Student feedback was affirming regarding creating standardized scenarios that reflected their clinical experiences. We feel that with the combination of the OSCE and NBME-SE scores, we can better determine the clinical aptitude of students rotating through our clerkship, which has also had an impact on our ability to provide stronger summative letters of support for PD students in their residency applications. In subsequent academic years, there have not been significant changes to the OSCE or scoring system. Updates to the document outlining all acceptable/unacceptable is reviewed on a case-by-case basis by the grading committee if new wording or phrases arises. In response to student feedback about time constraints, an additional five minutes was added to the patient encounter for the Reporter station. Overall, ongoing evaluation will be required to ensure consistency in performance in future academic years.
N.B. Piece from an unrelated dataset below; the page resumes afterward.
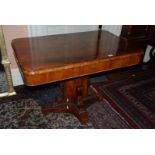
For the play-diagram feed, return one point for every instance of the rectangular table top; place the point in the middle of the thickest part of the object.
(58, 57)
There are limitations to this study. This was a single-institution study focusing on the effects of an intervention of a single AY. While the OSCE has been shown to be a good indicator of clinical performance, it may not provide direct comparisons to clinical expertise and the standardized patient environment itself has limitations, namely in time provided for clinical encounters. Additional limitations of this project include that it was at a single academic institution and that students were only given one station for each Reporter, Interpreter, or Manager category for evaluation and the Management station students were required to select management strategies using multiple choice questions which does not reflect medical decision making in actual patient care. An option for future assessment would be to increase the number of stations for each category of assessment and to utilize open-ended questions or a verbal discourse with an evaluator, though notably this would increase challenges in both resource allocation and reliable scoring depending on availability of testing software and evaluator training. Finally, additional factors that may have impacted their grades, namely the level of preparation prior to the OSCE were not compared.

Ethical approval

This study was formally submitted at our institution’s IRB for review and was deemed a quality improvement project due to the required nature for all students’ participation in the OSCE experience and therefore IRB approval was waived 4 September 2021.

Data

No outside data sources. All data was obtained by and interpreted by the authors.

Acknowledgments

The authors would like to thank the University of Kansas Health System, Department of Internal Medicine, standardized patients, piloting students, and many faculty who were essential to the development and implementation of the OSCE across multiple campuses. The authors would like to thank Scott Owings and Ali Jahansooz who provided input into the early phases of OSCE development to align clinical content, assessment goals, and OSCE structure along with Cayla Teal who helped develop review and establish post-intervention grade thresholds following score review. The authors would like to thank Ali Jahansooz, Cynthia Kibet, and Brad Daily who continue to serve on the tri-campus grading committee. The authors would lastly like to give a very special thank you for the many people in our tri-campus Clinical Skills teams including David Becker, Julie Mack, Ralph Course, and Carey Rawson who were essential initial OSCE development, piloting, technological innovation and support, and standardized patient development, who along with Sarah Talley, Brad Daily and Mary Vernon continued implementation and development of the OSCE across multiple campuses.

Disclosure statement

No potential conflict of interest was reported by the author(s).

Additional information

Funding

This project was funded by a one-time Medical Education Mentored Grant through The Academy of Medical Educators at the University of Kansas School of Medicine in 2021.